“The Lone Ranger,” written by Justin Haythe, Ted Elliott and Terry Rossio, directed by Gore Verbinski, 149 minutes, rated PG-13.
There’s something to be said for the art of old-fashioned storytelling, in passing down a spoken tale from one generation to the next, and preserving it in that way only. Like a game of telephone, the stories likely become distorted and slowly they take the form of lore. So a legend is born.
This is where Gore Verbinski’s “The Lone Ranger” begins, at a county fair in 1933 San Francisco, where a worn-out, elderly Tonto (Johnny Depp) recounts his adventures alongside the famous title character (Armie Hammer) to a young fair-goer donning a replica Lone Ranger mask.
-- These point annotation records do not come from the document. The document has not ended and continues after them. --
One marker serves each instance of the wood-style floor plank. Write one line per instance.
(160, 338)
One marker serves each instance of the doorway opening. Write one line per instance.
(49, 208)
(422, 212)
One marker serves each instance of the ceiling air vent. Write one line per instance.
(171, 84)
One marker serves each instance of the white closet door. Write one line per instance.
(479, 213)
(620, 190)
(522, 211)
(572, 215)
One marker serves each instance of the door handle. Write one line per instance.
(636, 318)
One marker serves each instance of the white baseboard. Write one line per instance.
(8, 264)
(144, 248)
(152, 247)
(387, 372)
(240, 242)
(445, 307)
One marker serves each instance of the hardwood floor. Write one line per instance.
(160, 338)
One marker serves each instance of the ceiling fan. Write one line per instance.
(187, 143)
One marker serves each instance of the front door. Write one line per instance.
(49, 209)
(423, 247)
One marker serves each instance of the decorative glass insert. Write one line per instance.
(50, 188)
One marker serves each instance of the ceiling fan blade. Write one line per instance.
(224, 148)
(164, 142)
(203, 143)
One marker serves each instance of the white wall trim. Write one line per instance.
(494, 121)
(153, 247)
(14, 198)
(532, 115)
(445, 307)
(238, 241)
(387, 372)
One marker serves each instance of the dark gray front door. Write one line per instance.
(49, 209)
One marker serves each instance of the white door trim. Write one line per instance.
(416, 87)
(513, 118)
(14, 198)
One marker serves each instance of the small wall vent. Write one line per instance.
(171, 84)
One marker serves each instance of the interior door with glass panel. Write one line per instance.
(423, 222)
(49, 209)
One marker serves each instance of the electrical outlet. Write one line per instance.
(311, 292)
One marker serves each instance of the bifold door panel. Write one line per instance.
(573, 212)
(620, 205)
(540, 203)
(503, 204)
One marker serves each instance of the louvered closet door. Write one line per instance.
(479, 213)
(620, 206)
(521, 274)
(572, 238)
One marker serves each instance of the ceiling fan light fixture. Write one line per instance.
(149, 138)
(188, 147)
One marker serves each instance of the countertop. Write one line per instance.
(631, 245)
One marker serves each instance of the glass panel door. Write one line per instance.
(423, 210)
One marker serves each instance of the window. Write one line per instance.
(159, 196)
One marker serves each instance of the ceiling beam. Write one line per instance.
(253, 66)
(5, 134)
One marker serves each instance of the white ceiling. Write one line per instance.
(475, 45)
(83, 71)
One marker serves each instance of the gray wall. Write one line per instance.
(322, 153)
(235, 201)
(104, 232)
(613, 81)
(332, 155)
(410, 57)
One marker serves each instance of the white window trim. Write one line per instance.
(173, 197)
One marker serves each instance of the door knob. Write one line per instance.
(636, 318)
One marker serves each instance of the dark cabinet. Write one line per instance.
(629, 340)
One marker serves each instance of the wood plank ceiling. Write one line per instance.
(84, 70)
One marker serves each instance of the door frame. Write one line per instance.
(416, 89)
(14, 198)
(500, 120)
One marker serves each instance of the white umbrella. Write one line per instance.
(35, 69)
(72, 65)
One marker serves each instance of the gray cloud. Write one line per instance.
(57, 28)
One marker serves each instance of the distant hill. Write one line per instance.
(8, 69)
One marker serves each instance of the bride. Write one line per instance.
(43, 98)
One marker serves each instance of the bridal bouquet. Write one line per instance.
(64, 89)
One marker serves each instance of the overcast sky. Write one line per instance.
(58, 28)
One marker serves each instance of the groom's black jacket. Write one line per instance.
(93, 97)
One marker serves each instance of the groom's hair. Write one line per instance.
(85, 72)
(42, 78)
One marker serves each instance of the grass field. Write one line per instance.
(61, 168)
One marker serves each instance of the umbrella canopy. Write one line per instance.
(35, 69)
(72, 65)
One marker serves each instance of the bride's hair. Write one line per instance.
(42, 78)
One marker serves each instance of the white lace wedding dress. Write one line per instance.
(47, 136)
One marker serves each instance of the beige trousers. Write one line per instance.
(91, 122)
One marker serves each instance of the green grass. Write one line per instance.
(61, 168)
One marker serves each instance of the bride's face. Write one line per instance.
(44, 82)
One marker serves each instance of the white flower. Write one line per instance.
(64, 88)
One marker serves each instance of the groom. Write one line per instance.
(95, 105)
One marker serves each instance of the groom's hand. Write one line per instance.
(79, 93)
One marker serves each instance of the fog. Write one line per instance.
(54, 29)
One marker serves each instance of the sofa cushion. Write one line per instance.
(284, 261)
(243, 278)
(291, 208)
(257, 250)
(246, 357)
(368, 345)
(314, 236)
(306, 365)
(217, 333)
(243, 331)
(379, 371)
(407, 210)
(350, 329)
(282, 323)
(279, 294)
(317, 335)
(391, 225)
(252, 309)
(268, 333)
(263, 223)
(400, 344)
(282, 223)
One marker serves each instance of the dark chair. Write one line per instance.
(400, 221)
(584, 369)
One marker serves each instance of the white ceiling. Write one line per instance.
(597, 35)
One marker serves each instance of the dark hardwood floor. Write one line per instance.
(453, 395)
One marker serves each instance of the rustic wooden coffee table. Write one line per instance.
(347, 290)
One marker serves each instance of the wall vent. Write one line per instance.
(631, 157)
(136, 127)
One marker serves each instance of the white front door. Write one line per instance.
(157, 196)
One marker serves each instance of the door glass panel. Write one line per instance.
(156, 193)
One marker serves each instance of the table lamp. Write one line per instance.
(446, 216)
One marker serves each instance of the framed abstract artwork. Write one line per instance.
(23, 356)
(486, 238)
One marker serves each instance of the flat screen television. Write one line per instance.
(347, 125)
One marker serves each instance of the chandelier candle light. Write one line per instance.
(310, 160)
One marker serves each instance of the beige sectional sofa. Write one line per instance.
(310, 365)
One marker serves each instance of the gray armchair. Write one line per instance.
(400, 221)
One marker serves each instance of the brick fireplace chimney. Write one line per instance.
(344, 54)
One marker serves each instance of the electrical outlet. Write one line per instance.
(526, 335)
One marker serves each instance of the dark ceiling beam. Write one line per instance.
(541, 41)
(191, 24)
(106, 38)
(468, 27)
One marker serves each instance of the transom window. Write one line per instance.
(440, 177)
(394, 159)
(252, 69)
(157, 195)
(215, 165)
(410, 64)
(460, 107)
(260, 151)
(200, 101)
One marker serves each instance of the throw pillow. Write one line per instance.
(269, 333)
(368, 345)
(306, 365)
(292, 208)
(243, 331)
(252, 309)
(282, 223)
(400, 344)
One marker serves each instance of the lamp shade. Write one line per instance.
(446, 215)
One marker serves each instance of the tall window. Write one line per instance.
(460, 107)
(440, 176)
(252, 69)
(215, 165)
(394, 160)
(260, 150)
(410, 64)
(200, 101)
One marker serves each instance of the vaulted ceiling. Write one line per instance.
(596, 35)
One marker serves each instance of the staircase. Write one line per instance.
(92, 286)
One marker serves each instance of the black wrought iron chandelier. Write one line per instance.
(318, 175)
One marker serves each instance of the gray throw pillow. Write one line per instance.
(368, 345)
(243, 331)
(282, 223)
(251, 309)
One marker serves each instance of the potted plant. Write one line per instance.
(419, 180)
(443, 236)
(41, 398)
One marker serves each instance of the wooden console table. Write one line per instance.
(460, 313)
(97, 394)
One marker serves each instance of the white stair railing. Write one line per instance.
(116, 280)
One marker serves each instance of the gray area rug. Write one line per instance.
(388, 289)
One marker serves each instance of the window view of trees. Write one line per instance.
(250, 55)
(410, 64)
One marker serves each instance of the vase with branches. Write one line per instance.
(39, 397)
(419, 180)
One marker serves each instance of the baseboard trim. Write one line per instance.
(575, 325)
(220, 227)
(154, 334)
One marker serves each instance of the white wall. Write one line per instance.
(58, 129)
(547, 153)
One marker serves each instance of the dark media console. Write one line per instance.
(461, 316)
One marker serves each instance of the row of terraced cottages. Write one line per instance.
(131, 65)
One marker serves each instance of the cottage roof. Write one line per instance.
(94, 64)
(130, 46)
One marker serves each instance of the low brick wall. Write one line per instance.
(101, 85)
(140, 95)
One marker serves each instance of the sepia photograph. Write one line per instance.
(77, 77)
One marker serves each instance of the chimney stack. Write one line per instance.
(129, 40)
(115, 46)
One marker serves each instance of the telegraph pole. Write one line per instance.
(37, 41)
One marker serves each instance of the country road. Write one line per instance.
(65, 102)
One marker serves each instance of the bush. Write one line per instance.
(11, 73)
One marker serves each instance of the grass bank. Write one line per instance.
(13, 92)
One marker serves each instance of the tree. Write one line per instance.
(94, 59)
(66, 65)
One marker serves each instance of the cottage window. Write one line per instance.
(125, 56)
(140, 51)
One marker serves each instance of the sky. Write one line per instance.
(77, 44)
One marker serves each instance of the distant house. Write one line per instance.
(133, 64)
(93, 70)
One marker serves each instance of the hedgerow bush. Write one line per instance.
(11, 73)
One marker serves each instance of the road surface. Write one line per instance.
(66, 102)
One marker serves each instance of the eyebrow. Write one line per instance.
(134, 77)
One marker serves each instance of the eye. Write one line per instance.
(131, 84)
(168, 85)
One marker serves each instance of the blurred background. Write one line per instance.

In his tall tale, Tonto, a self-proclaimed Commanche Wendigo (demon) hunter, meets mild-mannered lawyer John Reid on a train heading to Colby, Texas, where Tonto is being held prisoner with notorious outlaw Butch Cavendish (William Fichtner), who has a date with a noose in Colby. When Cavendish’s men storm the train to free their ringleader, Tonto and Reid find themselves on the same side of the law, only with competing points of view. While Tonto is out for vengeance on the Wendigo, an evil spirit whom he believes possesses every untrustworthy man, Reid is gullible, believing in a system of law that is broken.
While Cavendish and his men escape justice, Reid returns to Colby where his hard-nosed older brother (James Badge Dale) hands him a Texas Ranger badge, inviting him along on the hunt for the escaped outlaw. The Rangers are set up, however, and all of them are killed at the hands of Cavendish and his men.
Tonto discovers the bodies, and while giving them a proper burial, finds John Reid is still barely alive. Reid and Tonto find themselves an odd pairing united by one simple goal: To end corruption. Together, the masked crusaders undertake a journey to find Cavendish and bring him to justice.
Armie Hammer is steadfast and charming as the uncompromising, yet polite-to-a-fault John Reid, and Depp’s interpretation of Tonto is a lot of what you might expect, which for fans isn’t a bad thing at all. “The Lone Ranger” reunites Depp with much of the team that brought us “Pirates of the Caribbean,” including producer Jerry Bruckheimer, writers Ted Elliott and Terry Rossio, and Verbinski.
Despite the change in era, the tone and themes Verbinski throws at the audience are pretty much in line with “Pirates of the Caribbean.” He manages to capture the same sense of adventure while still focusing on characters who are the last of a dying breed. The action isn’t as fluid as it was in “Pirates,” trading swashbuckling for gunfights, and ships for slow, steady locomotives. Because of this, “The Lone Ranger” misses the rhythm that Verbinski nailed in the first three “Pirates” films.
Though we may not have the elaborately choreographed fight scenes, there are ideas at work in “The Lone Ranger” that go beyond the traditional Hollywood summer fare. At the heart of “The Lone Ranger,” you’ll find concepts such as the aforementioned preservation of oral stories, as well as the corruption of men and the idealist’s antidote to that. Most importantly, the film not only recognizes the Native American genocide in an unsubtle manner, but presents it shamefully, something that other western blockbusters like “Cowboys and Aliens” ignored completely.
Though “The Lone Ranger” is a piece of cowboy nostalgia for many, its principles are perennial and admirable. The film also manages to be fun, even at nearly two and a half hours, and although it’s not quite as entertaining as “Pirates of the Caribbean,” it still has a lot to offer audiences.